Inside Higher Ed contacted many other U.S. universities with partnerships with Peking on Wednesday. Their responses -- combined with mixed answers two British universities gave to Times Higher Education when similarly queried -- suggest that we won't see Western universities abandoning their partnerships with Peking en masse any time soon.
Spokespeople for Columbia, Cornell and Emory Universities and the Georgia Institute of Technology declined to comment; a spokesman for the University of Pennsylvania did not respond to inquiries. Stanford University, which in 2012 opened a joint research institute at Peking at a cost of $7 million and which has hosted Xia as a visiting scholar, issued a statement that declined to pass judgment on the facts of the case.
"It goes without saying that Stanford does not believe an instructor should be terminated due to his or her political views," the statement reads. "We also defend the right, indeed the duty, of an institution not to extend the contracts of instructors whose teaching is found to be substandard. As a matter of practice, Stanford does not take institutional positions on academic decisions made at other universities, and given the conflicting accounts of the facts in this particular case, it would be irresponsible to do so."
The University of Michigan, which runs a joint institute for translational and clinical research with the Peking University Health Science Center, said in a statement that while they do not know the full reasons for Xia's dismissal, "we do as an institution fully support academic freedom and believe that the strengthening of this concept within Chinese universities would be beneficial for all. The University of Michigan also continues to believe that our own engagement with China is one means to further this goal, as well as to help our own students more fully understand China."

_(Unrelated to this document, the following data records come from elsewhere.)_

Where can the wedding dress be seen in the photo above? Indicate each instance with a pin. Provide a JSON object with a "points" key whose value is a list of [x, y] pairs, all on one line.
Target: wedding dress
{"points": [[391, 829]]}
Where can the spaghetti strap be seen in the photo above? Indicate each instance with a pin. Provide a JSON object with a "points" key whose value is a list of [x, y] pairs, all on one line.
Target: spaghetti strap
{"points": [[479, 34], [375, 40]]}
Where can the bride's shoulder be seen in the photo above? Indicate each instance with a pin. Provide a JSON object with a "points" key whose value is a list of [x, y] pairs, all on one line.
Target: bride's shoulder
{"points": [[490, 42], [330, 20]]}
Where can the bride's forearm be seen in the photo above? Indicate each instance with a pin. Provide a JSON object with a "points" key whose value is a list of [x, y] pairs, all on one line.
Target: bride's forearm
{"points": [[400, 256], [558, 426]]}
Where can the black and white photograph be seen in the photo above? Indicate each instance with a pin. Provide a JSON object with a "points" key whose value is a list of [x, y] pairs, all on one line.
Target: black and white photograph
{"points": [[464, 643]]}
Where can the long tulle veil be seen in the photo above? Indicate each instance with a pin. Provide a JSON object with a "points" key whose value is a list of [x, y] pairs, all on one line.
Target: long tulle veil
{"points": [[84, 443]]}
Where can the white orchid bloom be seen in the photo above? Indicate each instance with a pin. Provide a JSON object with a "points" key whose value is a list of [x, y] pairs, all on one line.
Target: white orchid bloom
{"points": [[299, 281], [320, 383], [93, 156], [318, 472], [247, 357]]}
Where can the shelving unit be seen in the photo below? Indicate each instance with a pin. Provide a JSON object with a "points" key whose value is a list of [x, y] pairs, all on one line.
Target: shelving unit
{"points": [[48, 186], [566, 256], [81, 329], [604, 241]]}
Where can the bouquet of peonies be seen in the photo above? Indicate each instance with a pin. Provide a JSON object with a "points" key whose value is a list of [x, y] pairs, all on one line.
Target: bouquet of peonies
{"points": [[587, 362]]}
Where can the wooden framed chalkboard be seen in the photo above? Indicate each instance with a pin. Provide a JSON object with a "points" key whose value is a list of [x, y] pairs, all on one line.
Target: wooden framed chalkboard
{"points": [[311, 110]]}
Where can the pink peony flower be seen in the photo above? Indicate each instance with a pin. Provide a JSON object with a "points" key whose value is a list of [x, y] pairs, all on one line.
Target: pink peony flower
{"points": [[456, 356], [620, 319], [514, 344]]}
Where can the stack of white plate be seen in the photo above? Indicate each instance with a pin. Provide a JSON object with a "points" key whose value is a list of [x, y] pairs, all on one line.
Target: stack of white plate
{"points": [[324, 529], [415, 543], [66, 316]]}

The University of Virginia, which has student exchanges with Peking and which runs a joint research institute in collaboration with Peking and the Hong Kong University of Science and Technology, stands out in expressing disappointment in the dismissal of Xia while also affirming the value of exchange.
“The University of Virginia is disappointed that Professor Xia has been dismissed from his post at Peking University. While we do not have complete context surrounding this decision, it appears through media reports and other communications that Professor Xia’s outspokenness and intellectual views played a role. This is unfortunate, because diversity of thought, freedom of expression, and unencumbered debate of ideas are critically important components of higher education."
Virginia's statement goes on to say that the university "also believes that the engagement between Western higher education and universities in China contributes to an intellectual discourse that helps everyone involved to grow.”